When you reconnect the separate Virtual Chassis configurations or connect them for the first time, the members determine whether or not the separate Virtual Chassis configurations can merge. The members use the following rules to determine whether a merge is possible:

• If the Virtual Chassis configurations have the same VCID, then the configurations can merge. If the two Virtual Chassis were formed as the result of a split, they have the same VCID.
• If the VCIDs are different, then the two configurations can merge only if both are active (inactive configurations cannot merge, ensuring that members removed from one Virtual Chassis configuration do not become members of another Virtual Chassis configuration). If the configurations to merge are both active and one of them has a user-configured VCID, this ID becomes the ID of the merged Virtual Chassis. If neither Virtual Chassis has a user-configured VCID, then the VCID of the configuration with the highest mastership priority becomes the ID of the merged Virtual Chassis. The resulting merged Virtual Chassis configuration is active.

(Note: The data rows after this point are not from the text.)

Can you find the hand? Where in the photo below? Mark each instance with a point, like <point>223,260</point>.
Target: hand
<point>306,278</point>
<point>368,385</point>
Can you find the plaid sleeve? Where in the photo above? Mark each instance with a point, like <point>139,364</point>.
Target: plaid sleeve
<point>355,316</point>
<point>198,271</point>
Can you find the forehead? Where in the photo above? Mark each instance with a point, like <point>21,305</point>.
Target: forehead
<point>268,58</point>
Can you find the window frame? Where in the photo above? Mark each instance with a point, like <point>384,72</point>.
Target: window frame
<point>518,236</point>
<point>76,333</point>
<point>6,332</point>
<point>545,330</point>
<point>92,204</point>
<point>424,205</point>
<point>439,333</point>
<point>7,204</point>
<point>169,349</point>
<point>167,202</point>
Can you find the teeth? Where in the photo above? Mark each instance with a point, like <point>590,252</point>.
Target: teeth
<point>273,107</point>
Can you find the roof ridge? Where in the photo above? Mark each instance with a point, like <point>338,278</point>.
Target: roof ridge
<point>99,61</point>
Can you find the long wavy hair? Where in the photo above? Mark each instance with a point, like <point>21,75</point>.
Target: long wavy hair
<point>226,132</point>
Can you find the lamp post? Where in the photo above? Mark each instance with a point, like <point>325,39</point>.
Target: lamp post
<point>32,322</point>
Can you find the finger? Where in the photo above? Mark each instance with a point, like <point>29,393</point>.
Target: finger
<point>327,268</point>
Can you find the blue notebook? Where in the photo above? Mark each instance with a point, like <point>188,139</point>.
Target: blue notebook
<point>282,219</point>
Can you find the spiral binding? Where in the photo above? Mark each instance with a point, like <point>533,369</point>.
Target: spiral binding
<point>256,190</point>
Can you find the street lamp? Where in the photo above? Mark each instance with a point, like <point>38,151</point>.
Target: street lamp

When you connect two Virtual Chassis configurations, the following events occur:

1. Connecting the two split Virtual Chassis configurations triggers the shortest-path-first (SPF) algorithm. The SPF algorithm computes the network topology and then triggers the master election algorithm. The master election algorithm waits for the members to synchronize the topology information before running.
2. The master election algorithm merges the VCIDs of all the members.
3. Each member runs the master election algorithm to select a master and a backup from among all members with the same VCIDs. For more information, see Understanding How the Master in an EX Series Virtual Chassis Is Elected.
4. The master determines whether the Virtual Chassis configuration is active or inactive. (See What Happens When a Virtual Chassis Configuration Splits.)
5. If the Virtual Chassis configuration is active, the master assigns roles to all members. If the Virtual Chassis configuration is inactive, the master assigns all members the role of linecard.
6. When the other members receive their role from the master, they change their role to backup or linecard. They also use the active or inactive state information sent by the master to set their own state to active or inactive and to construct the Virtual Chassis member list from the information sent by the master.
7. If the Virtual Chassis state is active, the master waits for messages from the members indicating that they have changed their roles to the assigned roles, and then the master changes its own role to master.

Note: When you merge two Virtual Chassis that had not previously been part of the same Virtual Chassis configuration, any configuration settings (such as the settings for Telnet and FTP services, GRES, fast failover, VLANs, and so on) that exist on the new master become the configuration settings for all members of the new Virtual Chassis, overwriting any other configuration settings.